John Kalamatianos

Systematic Synthesis of Data Parallel Algorithms and its Application to Higher Order Moments Estimation

Thursday, November 12, 1998
3:30 PM
306 Egan

Abstract

Signal and image processing applications often require performing the same operation across the elements of very large data sequences in a data-parallel fashion. The available computing power, memory capacity and communication bandwidth of uniprocessor computer systems may not satisfy the high performance requirements of such applications as the sequence size increases. In such cases, Single Instruction Multiple Data (SIMD) parallel processing can be an attractive computational framework since it can reduce the time and memory requirements by matching closely the dependence characteristics of such algorithms. A systematic way of synthesizing data-parallel numerical algorithms, starting from a high-level specification of the problem to be solved, can be instrumental in producing fast and efficient implementations and in hiding the architectural details of the underlying machine from the programmer.

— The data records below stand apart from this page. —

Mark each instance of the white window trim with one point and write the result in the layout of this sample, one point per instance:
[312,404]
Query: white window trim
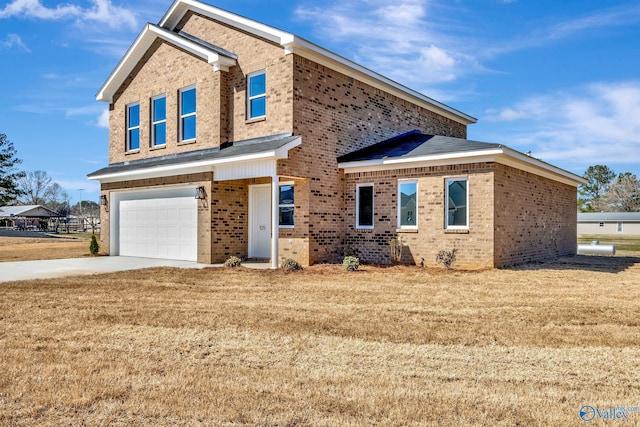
[291,205]
[399,199]
[183,116]
[262,95]
[373,196]
[154,123]
[130,128]
[446,205]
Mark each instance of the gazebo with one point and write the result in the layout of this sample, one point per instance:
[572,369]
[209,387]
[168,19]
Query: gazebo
[23,217]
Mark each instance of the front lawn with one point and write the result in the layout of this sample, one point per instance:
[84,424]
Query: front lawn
[322,347]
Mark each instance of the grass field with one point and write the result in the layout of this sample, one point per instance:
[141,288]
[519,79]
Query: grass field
[28,249]
[321,347]
[623,243]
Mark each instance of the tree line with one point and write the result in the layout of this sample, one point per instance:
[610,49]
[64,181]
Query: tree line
[606,191]
[34,188]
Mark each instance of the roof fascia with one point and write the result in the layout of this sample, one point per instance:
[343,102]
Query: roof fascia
[197,166]
[140,46]
[180,7]
[502,155]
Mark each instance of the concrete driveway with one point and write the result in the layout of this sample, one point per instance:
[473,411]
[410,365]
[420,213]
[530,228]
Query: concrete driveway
[47,269]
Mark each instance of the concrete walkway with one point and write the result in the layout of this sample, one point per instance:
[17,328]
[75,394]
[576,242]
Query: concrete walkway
[48,269]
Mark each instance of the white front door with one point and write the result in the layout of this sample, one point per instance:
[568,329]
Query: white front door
[260,221]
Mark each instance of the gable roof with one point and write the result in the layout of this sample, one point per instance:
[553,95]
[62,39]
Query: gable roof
[34,211]
[415,149]
[291,44]
[220,58]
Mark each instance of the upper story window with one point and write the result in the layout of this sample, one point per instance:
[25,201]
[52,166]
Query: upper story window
[457,201]
[364,206]
[133,127]
[408,204]
[188,114]
[286,206]
[158,121]
[257,95]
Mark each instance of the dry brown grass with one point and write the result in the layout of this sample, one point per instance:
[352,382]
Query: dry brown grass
[28,249]
[382,346]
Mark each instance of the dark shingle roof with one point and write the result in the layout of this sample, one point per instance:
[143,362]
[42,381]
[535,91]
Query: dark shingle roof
[415,144]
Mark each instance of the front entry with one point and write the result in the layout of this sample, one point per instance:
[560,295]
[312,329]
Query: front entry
[260,221]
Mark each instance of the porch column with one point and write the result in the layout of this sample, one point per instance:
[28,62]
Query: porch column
[275,198]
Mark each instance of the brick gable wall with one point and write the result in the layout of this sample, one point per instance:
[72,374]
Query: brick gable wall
[536,218]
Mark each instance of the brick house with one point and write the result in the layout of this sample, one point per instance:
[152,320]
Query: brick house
[230,137]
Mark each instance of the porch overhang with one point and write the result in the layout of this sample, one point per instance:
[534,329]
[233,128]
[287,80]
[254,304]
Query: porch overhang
[414,150]
[245,159]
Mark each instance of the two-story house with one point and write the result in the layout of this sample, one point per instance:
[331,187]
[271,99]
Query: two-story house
[231,137]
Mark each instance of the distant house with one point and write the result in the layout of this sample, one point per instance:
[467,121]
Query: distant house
[228,137]
[608,223]
[24,217]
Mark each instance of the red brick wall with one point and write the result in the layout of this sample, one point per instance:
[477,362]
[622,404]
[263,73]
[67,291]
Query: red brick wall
[536,218]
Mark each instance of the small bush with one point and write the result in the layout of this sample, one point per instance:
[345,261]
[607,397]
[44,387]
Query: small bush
[94,247]
[351,263]
[395,248]
[290,265]
[233,261]
[447,258]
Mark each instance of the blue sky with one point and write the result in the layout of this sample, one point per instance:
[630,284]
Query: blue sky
[558,78]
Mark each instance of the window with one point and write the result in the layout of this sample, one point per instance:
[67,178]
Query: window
[457,199]
[188,114]
[407,204]
[285,206]
[158,121]
[364,206]
[133,127]
[257,95]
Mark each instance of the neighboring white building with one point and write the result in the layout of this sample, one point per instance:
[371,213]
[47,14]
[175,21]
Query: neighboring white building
[595,223]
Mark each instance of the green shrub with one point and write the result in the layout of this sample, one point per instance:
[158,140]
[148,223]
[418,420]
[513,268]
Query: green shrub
[447,258]
[94,247]
[350,263]
[233,261]
[289,264]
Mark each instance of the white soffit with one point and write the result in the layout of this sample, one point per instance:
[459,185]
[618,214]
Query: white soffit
[504,155]
[294,44]
[246,166]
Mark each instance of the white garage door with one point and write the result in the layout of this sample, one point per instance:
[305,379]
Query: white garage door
[159,227]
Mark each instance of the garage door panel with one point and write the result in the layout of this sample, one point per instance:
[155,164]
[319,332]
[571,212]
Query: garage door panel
[161,227]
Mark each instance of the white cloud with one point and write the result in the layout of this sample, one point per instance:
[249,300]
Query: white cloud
[596,123]
[102,11]
[401,40]
[13,40]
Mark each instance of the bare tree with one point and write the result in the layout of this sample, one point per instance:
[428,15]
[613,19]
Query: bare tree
[623,194]
[34,186]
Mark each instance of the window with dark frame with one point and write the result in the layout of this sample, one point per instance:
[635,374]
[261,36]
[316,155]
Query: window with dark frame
[457,199]
[286,206]
[188,114]
[257,95]
[158,121]
[364,206]
[407,204]
[133,127]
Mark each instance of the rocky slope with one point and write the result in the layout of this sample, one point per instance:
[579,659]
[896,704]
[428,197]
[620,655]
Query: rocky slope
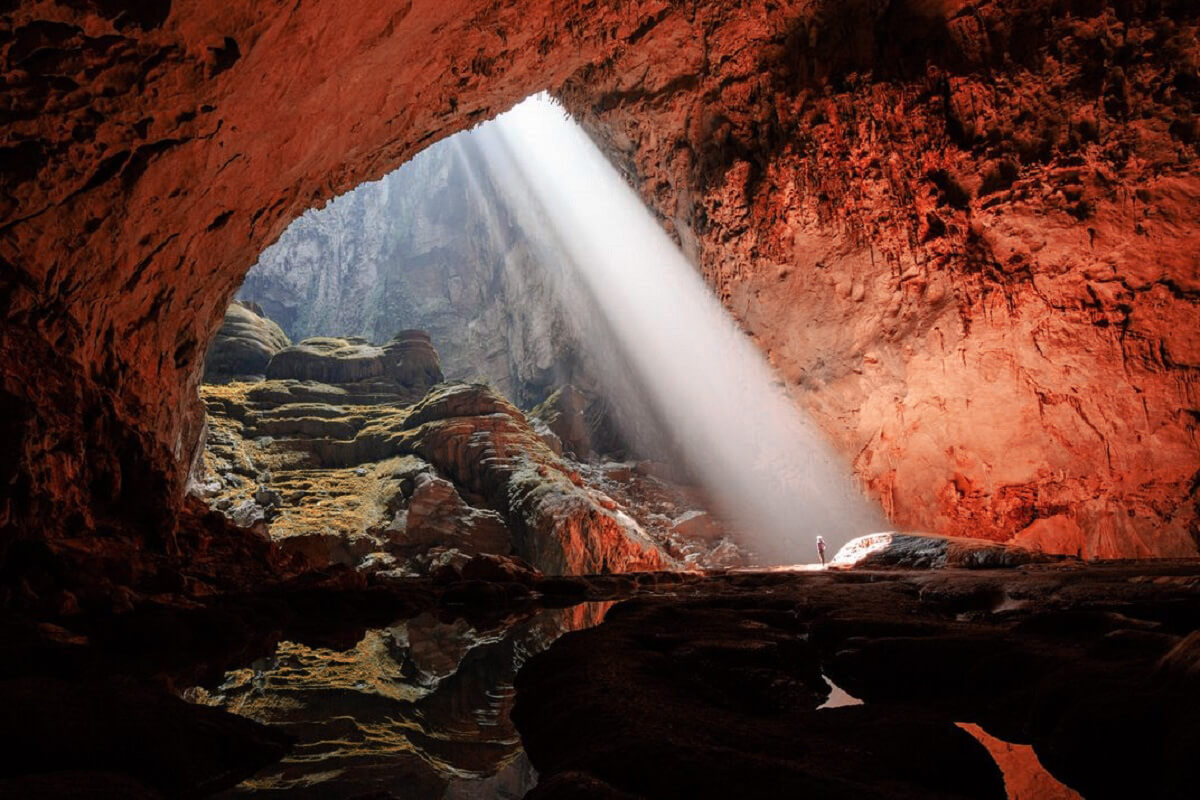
[963,232]
[431,246]
[993,202]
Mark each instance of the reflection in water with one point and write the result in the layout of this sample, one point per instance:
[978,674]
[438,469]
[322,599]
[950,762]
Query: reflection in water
[1025,779]
[838,696]
[419,709]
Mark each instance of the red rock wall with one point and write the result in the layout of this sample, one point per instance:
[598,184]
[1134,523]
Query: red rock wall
[965,230]
[966,233]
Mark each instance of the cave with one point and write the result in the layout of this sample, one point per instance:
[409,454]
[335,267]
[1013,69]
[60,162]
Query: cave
[961,233]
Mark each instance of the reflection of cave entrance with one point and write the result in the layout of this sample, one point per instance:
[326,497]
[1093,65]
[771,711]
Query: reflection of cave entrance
[317,427]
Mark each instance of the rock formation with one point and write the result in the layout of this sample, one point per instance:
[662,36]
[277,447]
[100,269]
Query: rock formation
[431,246]
[409,360]
[924,551]
[729,686]
[964,230]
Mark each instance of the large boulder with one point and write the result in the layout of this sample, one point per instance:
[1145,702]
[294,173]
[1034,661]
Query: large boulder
[928,551]
[581,421]
[486,445]
[244,344]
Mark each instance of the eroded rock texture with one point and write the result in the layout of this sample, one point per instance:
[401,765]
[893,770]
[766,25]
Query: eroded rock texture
[964,232]
[431,246]
[975,221]
[864,685]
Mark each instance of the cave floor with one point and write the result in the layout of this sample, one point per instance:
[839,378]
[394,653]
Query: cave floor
[1039,681]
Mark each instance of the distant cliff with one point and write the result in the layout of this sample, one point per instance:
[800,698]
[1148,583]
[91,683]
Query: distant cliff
[431,246]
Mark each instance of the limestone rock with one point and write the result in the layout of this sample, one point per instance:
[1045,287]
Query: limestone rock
[485,444]
[244,344]
[927,551]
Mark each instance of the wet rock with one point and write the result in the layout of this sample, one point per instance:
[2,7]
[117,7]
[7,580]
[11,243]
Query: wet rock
[409,360]
[726,684]
[75,728]
[246,513]
[925,551]
[567,414]
[697,523]
[484,444]
[438,516]
[501,569]
[322,548]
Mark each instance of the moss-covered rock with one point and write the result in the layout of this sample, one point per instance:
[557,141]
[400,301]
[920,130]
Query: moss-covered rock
[244,344]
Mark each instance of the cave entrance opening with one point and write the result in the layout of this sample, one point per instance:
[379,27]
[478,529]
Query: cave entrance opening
[599,377]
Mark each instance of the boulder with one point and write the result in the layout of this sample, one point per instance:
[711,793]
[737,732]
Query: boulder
[408,360]
[928,551]
[244,344]
[437,516]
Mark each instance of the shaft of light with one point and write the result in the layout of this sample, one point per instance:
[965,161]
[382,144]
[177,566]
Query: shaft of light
[767,467]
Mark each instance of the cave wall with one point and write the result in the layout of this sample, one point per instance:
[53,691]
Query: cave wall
[431,246]
[965,233]
[844,173]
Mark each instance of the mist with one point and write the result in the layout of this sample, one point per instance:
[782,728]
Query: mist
[672,360]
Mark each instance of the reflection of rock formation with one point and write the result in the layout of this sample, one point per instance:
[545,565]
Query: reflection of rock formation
[421,704]
[430,246]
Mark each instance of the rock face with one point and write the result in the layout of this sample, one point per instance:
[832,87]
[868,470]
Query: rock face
[924,551]
[432,246]
[858,685]
[334,458]
[484,444]
[244,344]
[964,230]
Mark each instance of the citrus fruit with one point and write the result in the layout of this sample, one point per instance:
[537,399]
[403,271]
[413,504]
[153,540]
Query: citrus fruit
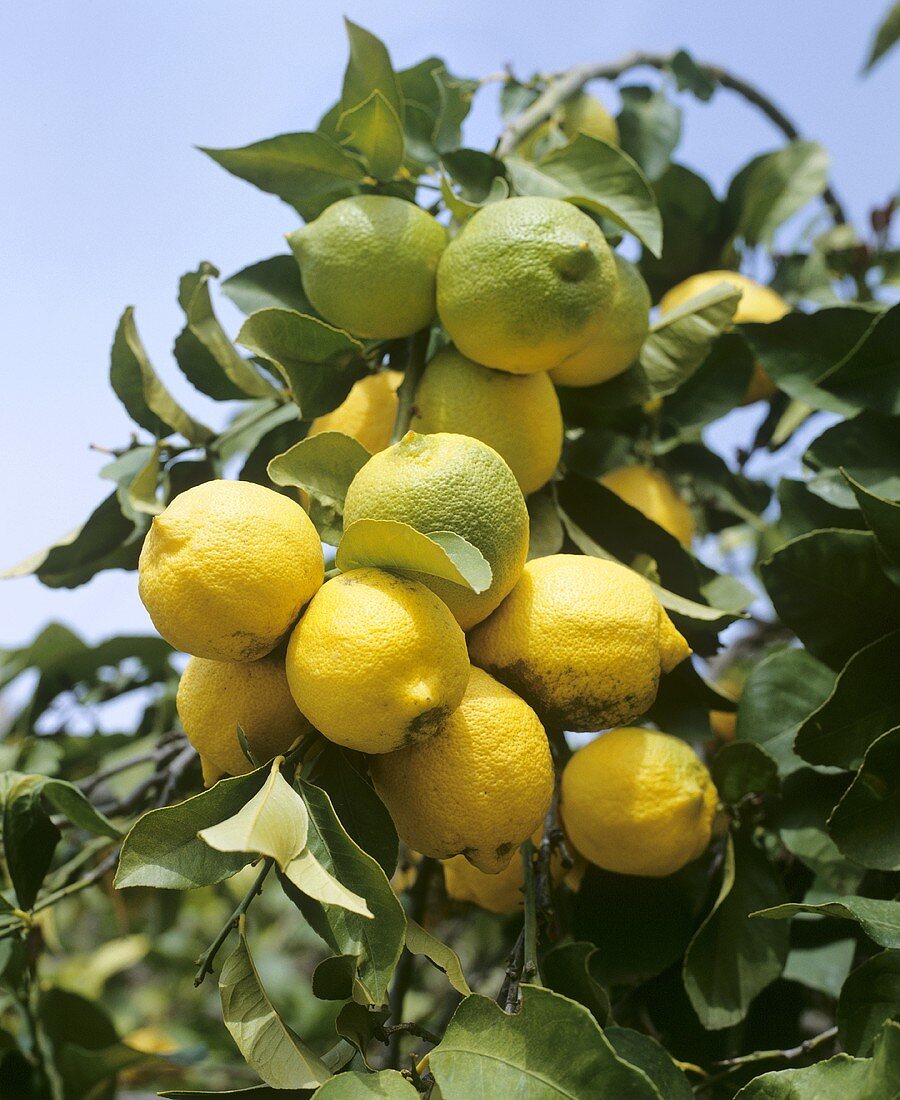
[449,483]
[368,265]
[582,639]
[638,802]
[376,661]
[479,788]
[526,283]
[368,413]
[757,304]
[517,415]
[651,493]
[617,343]
[227,568]
[217,696]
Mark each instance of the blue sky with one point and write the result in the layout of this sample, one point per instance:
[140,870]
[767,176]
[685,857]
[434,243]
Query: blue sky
[105,202]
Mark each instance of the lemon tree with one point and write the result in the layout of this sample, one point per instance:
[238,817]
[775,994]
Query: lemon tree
[515,711]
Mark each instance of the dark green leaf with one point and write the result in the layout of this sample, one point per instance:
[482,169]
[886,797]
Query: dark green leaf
[728,961]
[869,998]
[830,589]
[599,176]
[318,362]
[486,1054]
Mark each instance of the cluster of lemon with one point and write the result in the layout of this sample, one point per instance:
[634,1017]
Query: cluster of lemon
[448,690]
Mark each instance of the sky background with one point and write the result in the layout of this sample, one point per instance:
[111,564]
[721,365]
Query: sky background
[105,201]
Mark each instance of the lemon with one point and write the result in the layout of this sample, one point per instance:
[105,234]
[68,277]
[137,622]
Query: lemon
[368,413]
[638,802]
[757,304]
[449,483]
[217,696]
[377,661]
[368,265]
[582,639]
[618,342]
[525,284]
[479,788]
[227,568]
[651,493]
[517,415]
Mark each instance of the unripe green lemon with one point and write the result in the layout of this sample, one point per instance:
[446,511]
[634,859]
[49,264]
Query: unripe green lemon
[618,341]
[368,265]
[525,284]
[517,415]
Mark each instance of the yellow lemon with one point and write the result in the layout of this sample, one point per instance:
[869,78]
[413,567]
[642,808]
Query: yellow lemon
[449,483]
[526,283]
[227,568]
[368,265]
[517,415]
[377,661]
[651,493]
[217,696]
[757,304]
[618,342]
[638,802]
[582,639]
[479,788]
[368,413]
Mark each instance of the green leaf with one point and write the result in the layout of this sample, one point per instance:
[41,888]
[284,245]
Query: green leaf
[388,543]
[863,704]
[879,920]
[567,969]
[869,998]
[420,942]
[374,130]
[139,388]
[207,358]
[649,128]
[886,36]
[164,850]
[274,283]
[829,587]
[775,186]
[866,822]
[369,69]
[779,695]
[308,171]
[838,1078]
[645,1053]
[732,958]
[384,1085]
[317,361]
[377,943]
[486,1054]
[742,769]
[599,176]
[324,465]
[266,1043]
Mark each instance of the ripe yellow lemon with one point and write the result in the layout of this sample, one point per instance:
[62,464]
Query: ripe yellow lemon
[227,568]
[449,483]
[618,342]
[368,264]
[652,494]
[757,304]
[478,788]
[217,696]
[582,639]
[377,661]
[517,415]
[368,413]
[526,283]
[638,802]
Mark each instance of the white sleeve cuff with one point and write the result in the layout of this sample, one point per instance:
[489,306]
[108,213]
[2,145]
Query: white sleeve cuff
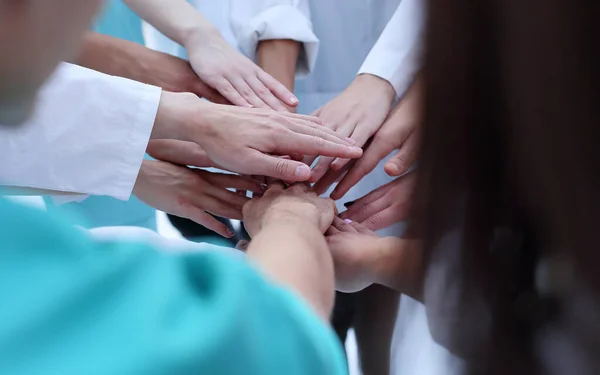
[281,22]
[88,135]
[396,57]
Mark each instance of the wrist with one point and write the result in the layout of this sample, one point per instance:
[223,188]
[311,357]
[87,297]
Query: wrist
[301,215]
[378,85]
[199,34]
[398,265]
[173,118]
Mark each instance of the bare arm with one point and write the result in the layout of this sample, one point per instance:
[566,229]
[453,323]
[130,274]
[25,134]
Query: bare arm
[177,19]
[295,254]
[279,58]
[397,264]
[126,59]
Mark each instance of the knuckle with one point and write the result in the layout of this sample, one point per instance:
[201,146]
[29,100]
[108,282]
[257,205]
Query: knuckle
[318,141]
[374,219]
[281,168]
[263,91]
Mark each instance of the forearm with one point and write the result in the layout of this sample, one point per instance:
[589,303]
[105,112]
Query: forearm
[296,255]
[397,264]
[279,58]
[110,55]
[177,19]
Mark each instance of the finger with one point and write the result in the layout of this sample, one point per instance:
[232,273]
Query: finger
[242,245]
[309,160]
[231,181]
[367,210]
[404,158]
[317,112]
[199,216]
[275,167]
[321,186]
[247,92]
[275,188]
[360,203]
[382,219]
[373,154]
[228,199]
[265,94]
[226,209]
[332,231]
[360,228]
[320,169]
[312,129]
[301,187]
[278,89]
[230,93]
[316,144]
[205,91]
[342,225]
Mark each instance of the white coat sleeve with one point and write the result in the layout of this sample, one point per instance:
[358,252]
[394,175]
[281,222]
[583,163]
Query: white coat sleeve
[87,135]
[257,20]
[396,57]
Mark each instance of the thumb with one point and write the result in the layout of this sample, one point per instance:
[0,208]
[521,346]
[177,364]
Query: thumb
[279,168]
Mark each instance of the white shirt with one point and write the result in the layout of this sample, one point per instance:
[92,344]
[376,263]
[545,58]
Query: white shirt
[244,23]
[88,135]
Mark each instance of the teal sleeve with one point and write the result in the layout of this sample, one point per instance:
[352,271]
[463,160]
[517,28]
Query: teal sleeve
[73,306]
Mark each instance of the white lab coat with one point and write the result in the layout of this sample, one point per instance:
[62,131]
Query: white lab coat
[88,135]
[244,23]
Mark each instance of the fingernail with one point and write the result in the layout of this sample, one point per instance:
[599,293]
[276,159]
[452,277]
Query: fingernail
[302,171]
[392,169]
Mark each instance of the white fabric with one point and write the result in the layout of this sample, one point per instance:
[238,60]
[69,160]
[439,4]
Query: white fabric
[275,19]
[244,23]
[396,57]
[88,135]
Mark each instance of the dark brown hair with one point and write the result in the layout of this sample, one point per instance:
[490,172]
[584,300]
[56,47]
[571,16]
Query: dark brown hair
[511,144]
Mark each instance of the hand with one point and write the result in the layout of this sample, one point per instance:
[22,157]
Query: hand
[354,249]
[358,112]
[248,140]
[294,203]
[192,193]
[385,205]
[400,131]
[176,75]
[179,152]
[237,78]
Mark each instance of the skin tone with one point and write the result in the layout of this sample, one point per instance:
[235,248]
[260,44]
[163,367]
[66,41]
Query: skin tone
[193,193]
[215,62]
[357,112]
[279,58]
[362,258]
[247,140]
[287,226]
[384,206]
[126,59]
[400,131]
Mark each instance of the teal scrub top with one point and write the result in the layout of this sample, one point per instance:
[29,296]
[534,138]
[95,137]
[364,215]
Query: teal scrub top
[119,21]
[74,306]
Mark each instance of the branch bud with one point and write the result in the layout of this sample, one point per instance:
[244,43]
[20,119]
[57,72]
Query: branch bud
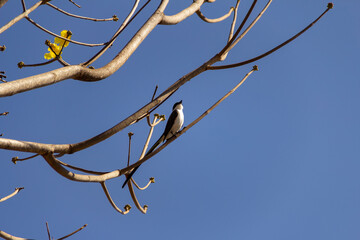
[21,64]
[14,159]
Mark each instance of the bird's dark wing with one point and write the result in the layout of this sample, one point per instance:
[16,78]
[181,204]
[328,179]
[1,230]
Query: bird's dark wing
[170,122]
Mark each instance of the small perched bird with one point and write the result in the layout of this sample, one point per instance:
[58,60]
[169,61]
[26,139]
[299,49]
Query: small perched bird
[173,125]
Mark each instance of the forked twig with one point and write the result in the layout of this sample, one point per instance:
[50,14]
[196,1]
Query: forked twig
[127,207]
[216,20]
[151,180]
[114,18]
[330,6]
[136,201]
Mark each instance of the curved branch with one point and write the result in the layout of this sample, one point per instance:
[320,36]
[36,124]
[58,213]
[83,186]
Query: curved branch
[151,180]
[181,16]
[113,38]
[81,17]
[127,207]
[54,163]
[73,232]
[67,39]
[270,51]
[133,196]
[216,20]
[82,73]
[248,28]
[11,195]
[7,236]
[21,16]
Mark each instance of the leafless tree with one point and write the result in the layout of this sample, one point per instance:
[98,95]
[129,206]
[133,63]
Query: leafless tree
[84,72]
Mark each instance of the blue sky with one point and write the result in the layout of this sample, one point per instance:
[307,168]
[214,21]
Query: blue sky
[279,159]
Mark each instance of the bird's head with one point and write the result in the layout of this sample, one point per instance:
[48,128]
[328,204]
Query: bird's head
[178,105]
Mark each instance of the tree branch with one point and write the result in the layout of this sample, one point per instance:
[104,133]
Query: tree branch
[11,195]
[216,20]
[181,16]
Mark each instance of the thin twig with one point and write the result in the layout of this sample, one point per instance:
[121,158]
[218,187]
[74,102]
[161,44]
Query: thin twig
[48,230]
[270,51]
[72,233]
[233,38]
[216,20]
[249,27]
[17,190]
[151,180]
[127,207]
[81,17]
[129,134]
[136,201]
[232,28]
[21,16]
[125,23]
[16,159]
[75,3]
[22,64]
[69,40]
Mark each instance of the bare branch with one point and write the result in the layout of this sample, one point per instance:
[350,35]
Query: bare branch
[232,28]
[270,51]
[181,16]
[7,236]
[80,169]
[48,230]
[16,159]
[75,3]
[127,20]
[127,207]
[21,16]
[216,20]
[11,195]
[69,235]
[248,28]
[151,180]
[136,201]
[61,37]
[81,17]
[81,73]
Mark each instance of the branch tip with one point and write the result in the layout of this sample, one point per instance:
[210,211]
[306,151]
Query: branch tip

In this thesis, we establish the basis of a systematic methodology for synthesizing minimum latency, constant memory per processor, data-parallel algorithms. Fairly general architectural constraints are used to formulate a set of properties that can drive the systematic construction of a Dependence Graph (DG) and the selection of a space and time mapping opearators pair that when applied to the DG produces a model of the optimal data parallel algorithm. The methodology was validated by systematically deriving data parallel algorithms for the estimation of third and fourth order moments. We studied the speedup and scalability characteristics of the resulting algorithms and compared them to those produced by other parallelizing techniques as well as serial implementations. Our findings, supported by experiments on the MasPar SIMD machines, show that the synthesized parallel algorithms exhibit significantly reduced execution time and can deal with problems of much larger size than their serial counterparts. We believe that this work establishes the basis for an automated tool that will be able to generate optimal data-parallel algorithms from high-level specifications.

Thesis Committee:
Prof. Elias S. Manolakos (advisor)
Prof. Waleed Meleis
Dr. Haris Stellakis (GTE Labs)